An alternative to making taxable withdrawals from one’s traditional TSP and/or traditional IRA accounts would be to make tax-free qualified withdrawals from the Roth TSP and/or Roth IRA. The problem with making tax-free withdrawals from the Roth TSP and/or Roth IRAs is that once withdrawn, the Roth TSP and Roth IRA assets are no longer growing tax-free over time.
Given the fact that it appears less likely to avoid steep LTC expenses as individuals age, it is important to suggest a way to reduce the risk of depleting of one’s retirement-oriented savings to pay for LTC costs. The U.S. Department of Health and Human Services reports that an individual turning age 56 today has a 70 percent chance of one day needing some form of LTC. One way of minimizing this risk is by purchasing LTC insurance.
The problem with purchasing LTC insurance is twofold, namely:
(1) an individual has to qualify for it. There is no guarantee an individual can qualify depending on their health status; and
(2) LTC insurance premiums can be expensive, especially if an individual buys LTC insurance after age 60.
There are not many insurance companies that offer LTC insurance and the ones that do sell it have increased their premiums significantly in recent years. This includes the Federal Long Term Care Insurance Program (FLTCIP). Information may be obtained at www.ltcfeds.com.
Possible alternatives to LTC insurance are a cash value life insurance policy with a “LTC rider”, as detailed in Internal Revenue Code Section 7702B and those life insurance policies that contain a chronic illness rider, as detailed in Internal Revenue Section Code 101(g). The advantage of these policies is that when the insured dies, there is a death benefit paid out to designated beneficiaries. In addition, both the 7702B and the 101(g) policy offer temporary coverage.
For example, being incapacitated after a knee replacement and having to go to an assisted living facility to recuperate and having a temporary need for LTC. Note that a 7702B policy must provide specific consumer protections. A 101(g) policy cannot use the term “long-term care” in its marketing. However, a 101(g) policy may allow terminally ill or chronically ill individuals to accelerate a portion of the death benefit.

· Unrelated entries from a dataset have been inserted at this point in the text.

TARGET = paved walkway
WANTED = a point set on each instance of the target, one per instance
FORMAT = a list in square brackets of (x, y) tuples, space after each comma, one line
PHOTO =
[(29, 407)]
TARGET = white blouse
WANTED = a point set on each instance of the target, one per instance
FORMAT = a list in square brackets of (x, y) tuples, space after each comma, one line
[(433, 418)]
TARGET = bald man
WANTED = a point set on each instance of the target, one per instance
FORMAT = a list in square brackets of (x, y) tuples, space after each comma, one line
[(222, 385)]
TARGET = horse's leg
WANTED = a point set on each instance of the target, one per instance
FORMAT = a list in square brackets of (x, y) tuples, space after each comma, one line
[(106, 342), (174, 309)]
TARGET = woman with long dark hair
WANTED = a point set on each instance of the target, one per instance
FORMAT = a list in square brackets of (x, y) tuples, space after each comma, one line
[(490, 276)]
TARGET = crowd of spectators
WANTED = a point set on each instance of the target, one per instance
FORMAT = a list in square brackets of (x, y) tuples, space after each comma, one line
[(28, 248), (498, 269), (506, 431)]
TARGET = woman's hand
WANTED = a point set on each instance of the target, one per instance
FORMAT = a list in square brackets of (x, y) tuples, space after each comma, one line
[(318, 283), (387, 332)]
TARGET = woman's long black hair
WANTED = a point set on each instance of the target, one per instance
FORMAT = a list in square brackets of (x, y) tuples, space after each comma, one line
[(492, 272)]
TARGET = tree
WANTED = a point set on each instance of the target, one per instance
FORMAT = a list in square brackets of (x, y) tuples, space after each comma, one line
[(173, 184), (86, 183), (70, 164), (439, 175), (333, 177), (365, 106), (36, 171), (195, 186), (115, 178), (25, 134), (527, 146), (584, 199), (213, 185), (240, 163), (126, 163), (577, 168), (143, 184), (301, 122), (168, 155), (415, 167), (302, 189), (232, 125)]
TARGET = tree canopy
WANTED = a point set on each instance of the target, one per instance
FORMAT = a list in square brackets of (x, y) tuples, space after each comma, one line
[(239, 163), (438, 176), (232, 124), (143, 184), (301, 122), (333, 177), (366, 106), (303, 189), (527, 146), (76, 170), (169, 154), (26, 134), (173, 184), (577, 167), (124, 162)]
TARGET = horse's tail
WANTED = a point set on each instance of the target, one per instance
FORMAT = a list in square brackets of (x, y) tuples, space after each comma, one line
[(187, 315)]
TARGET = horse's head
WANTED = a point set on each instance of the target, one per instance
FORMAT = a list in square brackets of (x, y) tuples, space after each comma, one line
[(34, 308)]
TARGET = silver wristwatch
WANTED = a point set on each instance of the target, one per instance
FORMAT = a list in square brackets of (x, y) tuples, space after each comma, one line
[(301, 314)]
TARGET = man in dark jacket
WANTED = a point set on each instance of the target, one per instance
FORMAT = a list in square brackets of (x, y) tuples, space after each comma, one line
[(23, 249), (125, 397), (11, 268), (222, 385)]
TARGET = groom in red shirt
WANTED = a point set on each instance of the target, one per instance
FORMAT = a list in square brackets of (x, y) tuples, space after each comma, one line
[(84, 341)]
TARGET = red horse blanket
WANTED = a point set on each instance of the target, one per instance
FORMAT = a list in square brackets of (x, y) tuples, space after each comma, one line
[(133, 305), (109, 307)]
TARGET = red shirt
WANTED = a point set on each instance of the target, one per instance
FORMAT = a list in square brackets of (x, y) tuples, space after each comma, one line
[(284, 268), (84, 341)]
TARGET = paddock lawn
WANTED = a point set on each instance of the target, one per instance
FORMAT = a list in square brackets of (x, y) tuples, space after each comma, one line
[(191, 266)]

For many federal employees and annuitants, the problem is whether they can afford and will continue to be able to afford to pay the premiums of any of these insurance policies, whether a policy is a pure LTC insurance policy or is a “hybrid” policy (combination of LTC and life insurance). Using withdrawals from one’s TSP and IRAs may allow an annuitant to afford the premiums. With the more flexible TSP withdrawals that have been in place for nearly two years, TSP participants are able to increase their withdrawals more frequently. In addition, the recent surge in the stock market has resulted in significant increases in TSP account balances. In that sense, there are some TSP participants who may be able to “self-insure” by using TSP accounts as their way of paying for possible TC expenses, and not buy any type of LTC insurance.
One advantage of “self-insuring” (by using part of one’s TSP and/or traditional IRA accounts and HSAs) rather than purchasing LTC insurance is that if the TSP participant dies, anything left in the TSP account will go to designated TSP beneficiaries. When buying a “pure” LTC insurance policy (including the FLTCIP) is that if the insured never incurs a need for any type of LTC, or dies before incurring a need for LTC, there is no refund of insurance premiums paid. Another advantage of “self-insuring” rather than purchasing LTC insurance is that an individual does not have to submit LTC claims to the insurance company for reimbursement of LTC expense claims. Some of these LTC expense claims may be rejected by the insurance company as a result of the insured’s expense claims – in the opinion of the insurance company – as not a “legitimate” LTC expense.